Exercise test A graded exercise protocol performed using either a treadmill of bicycle ergometer while
electrocardiographic monitoring and haemodynamic monitoring is recorded. Used in order to assess
presence and degree of coronary ischaemia, which is a crude measure of the degree of coronary
obstruction. Normally performed pre-discharge after an acute coronary syndrome. Now that coronary
angiography which gives an immediate view of the degree and extent of coronary disease is performed more
frequently, the need for exercise testing has reduced.
Final diagnosis (discharge diagnosis) The diagnosis for this episode (or admission) based on all available
information.
ST elevation infarction. This is defined within the dataset. If ST elevation occurs on any ECG during
the admission, in association with troponin release then the final diagnosis is one of ST elevation infarction.
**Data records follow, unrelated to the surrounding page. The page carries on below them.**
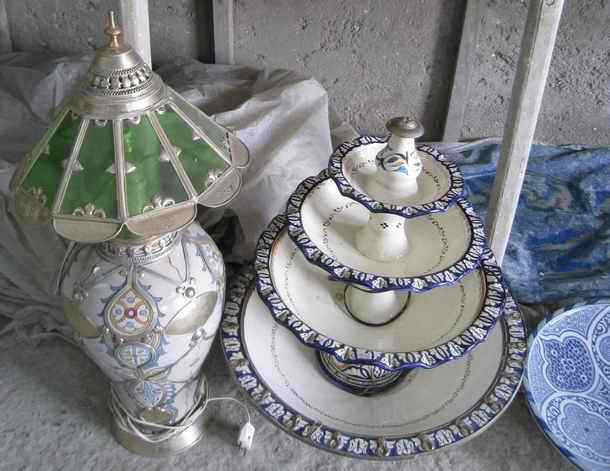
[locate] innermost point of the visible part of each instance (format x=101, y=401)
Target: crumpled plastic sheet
x=558, y=247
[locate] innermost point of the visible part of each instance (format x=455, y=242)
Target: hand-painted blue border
x=493, y=307
x=526, y=387
x=371, y=281
x=455, y=191
x=459, y=430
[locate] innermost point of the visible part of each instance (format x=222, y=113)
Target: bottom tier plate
x=428, y=410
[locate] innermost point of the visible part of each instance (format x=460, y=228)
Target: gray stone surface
x=378, y=59
x=179, y=28
x=54, y=417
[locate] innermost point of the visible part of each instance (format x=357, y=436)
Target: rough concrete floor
x=54, y=417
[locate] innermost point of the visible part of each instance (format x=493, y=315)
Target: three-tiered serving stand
x=380, y=326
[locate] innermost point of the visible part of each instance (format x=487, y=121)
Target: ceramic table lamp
x=121, y=171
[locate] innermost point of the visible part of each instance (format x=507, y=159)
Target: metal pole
x=534, y=60
x=223, y=32
x=136, y=27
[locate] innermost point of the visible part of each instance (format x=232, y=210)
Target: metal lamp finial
x=113, y=30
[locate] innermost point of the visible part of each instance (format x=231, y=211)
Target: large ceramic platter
x=443, y=247
x=568, y=382
x=440, y=183
x=429, y=410
x=435, y=326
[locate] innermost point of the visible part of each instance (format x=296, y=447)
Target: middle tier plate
x=435, y=327
x=443, y=247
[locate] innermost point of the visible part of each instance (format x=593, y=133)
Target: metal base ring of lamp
x=153, y=445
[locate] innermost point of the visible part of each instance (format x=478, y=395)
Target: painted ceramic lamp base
x=147, y=312
x=359, y=379
x=429, y=410
x=178, y=443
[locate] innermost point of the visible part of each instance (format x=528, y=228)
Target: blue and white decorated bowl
x=567, y=382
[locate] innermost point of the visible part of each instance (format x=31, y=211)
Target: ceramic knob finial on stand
x=398, y=166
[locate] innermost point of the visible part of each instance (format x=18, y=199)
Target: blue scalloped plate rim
x=577, y=460
x=456, y=347
x=460, y=430
x=456, y=187
x=469, y=261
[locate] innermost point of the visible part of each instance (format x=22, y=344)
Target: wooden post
x=534, y=60
x=136, y=28
x=223, y=32
x=5, y=32
x=461, y=78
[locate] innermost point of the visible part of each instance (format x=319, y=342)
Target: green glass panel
x=197, y=157
x=91, y=189
x=150, y=181
x=45, y=176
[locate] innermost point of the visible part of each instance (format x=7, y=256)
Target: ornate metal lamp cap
x=126, y=155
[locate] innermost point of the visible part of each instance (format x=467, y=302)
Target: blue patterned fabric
x=560, y=242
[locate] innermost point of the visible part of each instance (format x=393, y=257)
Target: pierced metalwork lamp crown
x=126, y=156
x=122, y=168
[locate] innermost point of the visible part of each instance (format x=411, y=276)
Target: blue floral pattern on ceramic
x=566, y=382
x=456, y=347
x=454, y=192
x=498, y=397
x=374, y=282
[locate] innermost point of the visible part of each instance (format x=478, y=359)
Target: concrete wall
x=380, y=58
x=178, y=27
x=377, y=58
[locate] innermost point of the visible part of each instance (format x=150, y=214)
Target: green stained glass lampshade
x=126, y=155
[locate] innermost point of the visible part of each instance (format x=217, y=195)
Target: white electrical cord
x=130, y=424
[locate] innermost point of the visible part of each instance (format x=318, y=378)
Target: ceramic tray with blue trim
x=430, y=410
x=434, y=327
x=567, y=382
x=443, y=247
x=440, y=182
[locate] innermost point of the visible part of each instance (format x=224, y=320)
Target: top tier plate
x=440, y=183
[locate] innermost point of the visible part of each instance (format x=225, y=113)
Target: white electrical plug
x=246, y=436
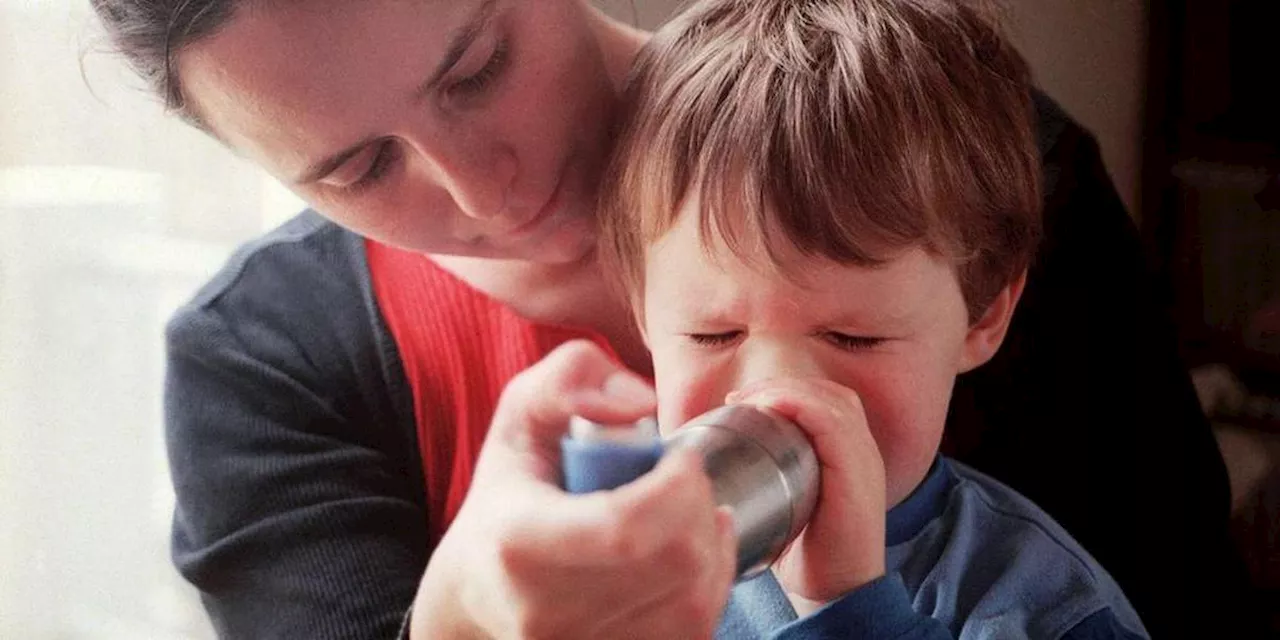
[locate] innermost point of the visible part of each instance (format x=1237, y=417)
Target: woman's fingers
x=653, y=558
x=577, y=378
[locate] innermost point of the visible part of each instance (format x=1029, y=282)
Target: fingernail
x=627, y=388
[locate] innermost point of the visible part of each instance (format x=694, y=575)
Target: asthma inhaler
x=760, y=465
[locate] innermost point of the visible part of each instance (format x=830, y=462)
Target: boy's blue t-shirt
x=968, y=557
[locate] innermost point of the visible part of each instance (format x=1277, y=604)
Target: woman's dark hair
x=151, y=32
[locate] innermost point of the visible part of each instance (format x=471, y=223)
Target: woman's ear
x=987, y=334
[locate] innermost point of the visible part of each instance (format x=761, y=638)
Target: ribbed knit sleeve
x=291, y=440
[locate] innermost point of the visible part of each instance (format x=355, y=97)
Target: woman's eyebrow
x=458, y=44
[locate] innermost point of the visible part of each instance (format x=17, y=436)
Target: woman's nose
x=479, y=177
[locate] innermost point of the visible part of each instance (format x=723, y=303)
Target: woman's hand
x=842, y=548
x=525, y=560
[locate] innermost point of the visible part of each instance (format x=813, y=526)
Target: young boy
x=819, y=196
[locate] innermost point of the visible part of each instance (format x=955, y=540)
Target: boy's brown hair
x=840, y=128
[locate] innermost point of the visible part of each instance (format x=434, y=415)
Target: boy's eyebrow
x=458, y=44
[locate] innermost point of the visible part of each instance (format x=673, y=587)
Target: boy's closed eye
x=839, y=339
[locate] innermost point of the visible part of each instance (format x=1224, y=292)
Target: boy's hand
x=842, y=548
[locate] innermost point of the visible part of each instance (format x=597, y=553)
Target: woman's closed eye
x=380, y=160
x=481, y=78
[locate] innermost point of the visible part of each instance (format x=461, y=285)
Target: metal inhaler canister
x=760, y=465
x=763, y=467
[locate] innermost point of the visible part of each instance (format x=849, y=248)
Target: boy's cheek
x=685, y=391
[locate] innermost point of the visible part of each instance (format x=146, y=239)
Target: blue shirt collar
x=922, y=507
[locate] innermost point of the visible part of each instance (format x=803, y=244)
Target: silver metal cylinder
x=763, y=467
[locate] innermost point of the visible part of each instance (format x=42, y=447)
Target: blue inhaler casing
x=760, y=465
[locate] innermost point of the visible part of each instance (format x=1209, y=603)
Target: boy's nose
x=766, y=359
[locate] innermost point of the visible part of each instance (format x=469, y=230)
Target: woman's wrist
x=438, y=607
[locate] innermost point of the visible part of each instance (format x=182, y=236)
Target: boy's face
x=896, y=334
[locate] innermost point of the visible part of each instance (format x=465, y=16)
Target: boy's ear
x=987, y=334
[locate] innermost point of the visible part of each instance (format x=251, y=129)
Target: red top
x=458, y=348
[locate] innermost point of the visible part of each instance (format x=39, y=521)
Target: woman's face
x=460, y=127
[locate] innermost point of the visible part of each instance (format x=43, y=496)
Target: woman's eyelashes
x=385, y=154
x=479, y=81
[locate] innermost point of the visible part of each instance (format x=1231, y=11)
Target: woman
x=329, y=392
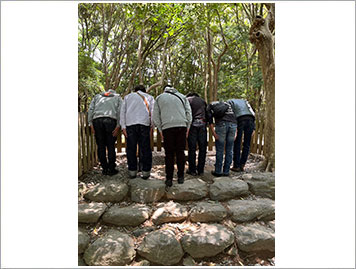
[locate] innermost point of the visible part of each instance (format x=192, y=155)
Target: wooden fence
x=87, y=149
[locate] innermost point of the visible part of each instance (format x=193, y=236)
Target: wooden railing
x=87, y=149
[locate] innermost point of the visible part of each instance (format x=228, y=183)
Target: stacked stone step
x=225, y=214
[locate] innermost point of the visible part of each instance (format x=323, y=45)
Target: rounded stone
x=161, y=247
x=254, y=237
x=132, y=215
x=146, y=191
x=169, y=212
x=83, y=240
x=90, y=212
x=193, y=189
x=227, y=188
x=108, y=191
x=249, y=210
x=113, y=249
x=208, y=241
x=209, y=211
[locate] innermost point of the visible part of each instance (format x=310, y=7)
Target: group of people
x=178, y=118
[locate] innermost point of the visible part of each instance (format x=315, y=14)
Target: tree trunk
x=261, y=35
x=209, y=80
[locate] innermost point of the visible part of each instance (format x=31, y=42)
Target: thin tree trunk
x=261, y=36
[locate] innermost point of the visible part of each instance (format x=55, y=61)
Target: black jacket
x=198, y=106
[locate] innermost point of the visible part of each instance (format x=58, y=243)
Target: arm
x=151, y=106
x=123, y=117
x=211, y=126
x=157, y=116
x=91, y=114
x=188, y=113
x=117, y=129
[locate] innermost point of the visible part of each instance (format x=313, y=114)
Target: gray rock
x=189, y=261
x=226, y=188
x=169, y=212
x=108, y=191
x=90, y=212
x=208, y=212
x=141, y=231
x=271, y=224
x=193, y=189
x=141, y=263
x=113, y=249
x=132, y=215
x=208, y=241
x=81, y=262
x=146, y=191
x=261, y=184
x=83, y=240
x=254, y=237
x=232, y=251
x=161, y=247
x=249, y=210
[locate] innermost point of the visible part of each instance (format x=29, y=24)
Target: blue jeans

Check that troponin value has been entered
Non ST elevation infarction. Also defined within application notes. Non ST elevation infarction and
troponin positive acute coronary syndrome are synonymous. Both diagnoses are given for historical reasons
concerning the redefinition of infarction. Most colleagues presently use non ST elevation infarction for the
combination of appropriate symptoms, cardiographic changes without ST elevation and troponin release.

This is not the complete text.